Mossleigh is home to a Lions Club campground, while Aspen Crossing, located one kilometre west of Mossleigh, features a rail dining car with dinner theatre, a rail station with a gift store and a garden centre, and a campground with caboose cabins. Mossleigh is also home to three wooden grain elevators. Two are owned by Cousins Ian and Eric Donovan and the third is currently owned by Parrish & Heimbecker.
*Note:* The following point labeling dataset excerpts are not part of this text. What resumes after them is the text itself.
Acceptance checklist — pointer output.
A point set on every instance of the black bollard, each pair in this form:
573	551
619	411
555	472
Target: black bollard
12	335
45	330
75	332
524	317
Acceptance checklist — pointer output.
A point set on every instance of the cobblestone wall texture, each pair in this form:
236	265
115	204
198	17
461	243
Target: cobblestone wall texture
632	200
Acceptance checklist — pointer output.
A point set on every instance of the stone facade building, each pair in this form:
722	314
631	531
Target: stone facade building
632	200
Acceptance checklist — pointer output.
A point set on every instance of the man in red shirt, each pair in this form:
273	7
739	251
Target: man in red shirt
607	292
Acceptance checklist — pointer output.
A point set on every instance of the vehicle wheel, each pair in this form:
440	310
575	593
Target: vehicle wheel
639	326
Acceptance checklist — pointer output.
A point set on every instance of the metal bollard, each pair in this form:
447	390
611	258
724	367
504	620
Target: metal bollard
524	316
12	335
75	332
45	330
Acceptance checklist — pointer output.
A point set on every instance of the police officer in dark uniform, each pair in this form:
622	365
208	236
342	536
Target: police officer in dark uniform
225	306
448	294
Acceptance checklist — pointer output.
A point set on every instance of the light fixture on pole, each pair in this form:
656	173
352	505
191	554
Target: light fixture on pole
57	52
The town also has an active car club.

The former United Church of Mossleigh was active between 1948 and 2003 when dwindling congregation numbers forced its closure, and amalgamation with the United Church in nearby Arrowwood, Alberta. The church building had been a one-room schoolhouse that operated as the Sunset Valley School S.D. #3236 from 1915 to 1939. Low enrollment caused its closure. The schoolhouse sat empty from 1939 to 1946 when it was purchased by the Mossleigh Blindcreek Ladies Aide, who also purchased two lots in Mossleigh for the building to be relocated to. A cornerstone was laid in a ceremony on May 25, 1947 and was attended by 150 people. The next year was spent moving, remodeling and redecorating the school building so it was fit for church services.

In early 2017, Vulcan County recognized the former United Church building in the town as a municipal historic resource. The church is the only building in Vulcan County to be recognized as a municipal historic resource. This designation allows the owner to apply for provincial grants towards the restoration and upkeep of the building.